Want to see e-business explode? Want to see it again? When you're looking at the future of commerce on the Web, the first observation to make is how fast we're all travelling down that road. In only five years, bleary-eyed technologists working side by side with hypercompetitive entrepreneurs have forever changed how business works. The famous Harvard Business School recently overhauled its entire curriculum in one fell swoop to ensure that its MBAs emerge with the technology skills now needed to compete online. The pace of new e-business technology development is driving these changes. A glimpse at which new technologies will soon bring more sweeping change to e-business shows that the pace continues to accelerate.
Orbiting Around XML
A blistering array of new Web commerce technologies are centred around XML (eXtensible Markup Language), a markup language for tagging and describing content (which goes beyond HTML's duties displaying content; XML actually describes the content). One benefit of XML is that it can help the Web function like an intelligent library card catalogue. It can improve Web searching and programs such as intelligent assistants, or bots, which could scour the Web or a series of partnered business sites for the best prices on products.
XML can help business Web sites intelligently exchange information in several ways. ibm, Microsoft, Sun, and B2B (business-to-business) software providers such as Ariba are among many companies building XML layers into their key e-business products. According to GartnerGroup, XML layers will process 70 percent of online business transactions by the year 2001.
XML, along with the Wireless Application Protocol (WAP), has potentially huge implications for extending the world of e-business to wireless devices of all kinds. Many companies are working on strategies for storing e-business data as XML and writing XSL (eXtensible Stylesheet Language) scripts to format data for wireless devices. Several companies are also working on ways to use voice as an interface for retrieving and working with such data.
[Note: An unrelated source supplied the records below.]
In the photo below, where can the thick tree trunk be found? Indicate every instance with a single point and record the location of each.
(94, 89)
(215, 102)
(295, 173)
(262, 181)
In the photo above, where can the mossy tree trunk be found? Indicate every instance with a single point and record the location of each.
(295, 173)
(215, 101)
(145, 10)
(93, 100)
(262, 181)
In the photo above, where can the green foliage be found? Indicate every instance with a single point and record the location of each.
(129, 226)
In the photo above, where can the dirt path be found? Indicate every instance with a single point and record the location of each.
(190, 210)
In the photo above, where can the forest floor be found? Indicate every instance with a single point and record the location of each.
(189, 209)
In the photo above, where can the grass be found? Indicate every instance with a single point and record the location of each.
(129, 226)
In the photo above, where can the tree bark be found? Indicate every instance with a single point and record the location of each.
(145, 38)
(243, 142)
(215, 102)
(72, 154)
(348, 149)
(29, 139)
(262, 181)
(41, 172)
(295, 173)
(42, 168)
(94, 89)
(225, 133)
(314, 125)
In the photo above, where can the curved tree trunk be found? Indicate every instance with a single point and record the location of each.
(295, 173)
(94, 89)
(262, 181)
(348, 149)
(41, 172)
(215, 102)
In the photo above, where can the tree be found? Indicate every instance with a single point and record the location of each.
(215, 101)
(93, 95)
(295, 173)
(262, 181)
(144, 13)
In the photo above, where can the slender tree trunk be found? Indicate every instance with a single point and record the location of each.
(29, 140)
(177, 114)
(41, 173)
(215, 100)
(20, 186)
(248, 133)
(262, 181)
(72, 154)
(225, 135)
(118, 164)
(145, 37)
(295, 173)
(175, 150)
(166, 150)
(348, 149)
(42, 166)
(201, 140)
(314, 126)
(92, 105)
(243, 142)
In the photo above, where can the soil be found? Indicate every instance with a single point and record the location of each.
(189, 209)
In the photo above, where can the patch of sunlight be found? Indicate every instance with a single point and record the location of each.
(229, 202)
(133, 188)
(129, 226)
Motorola has a speech recognition language called VoxML that allows a person with a Web-enabled mobile phone to query a Web site verbally and receive a text-to-speech response. Text-to-speech technology from BeVocal and Quack.com already allows commerce sites to offer limited voice querying.
Such voice-driven access to e-business sites could encourage consumers to use roaming voice applications, such as searching a shopping site while sitting in traffic. It could also help an employee access customer information stored in a CRM (customer relationship management) system by speaking a query into a phone. Big CRM players such as Siebel Systems already have initiatives in place for extending customer data access to hand-held devices and cell phones.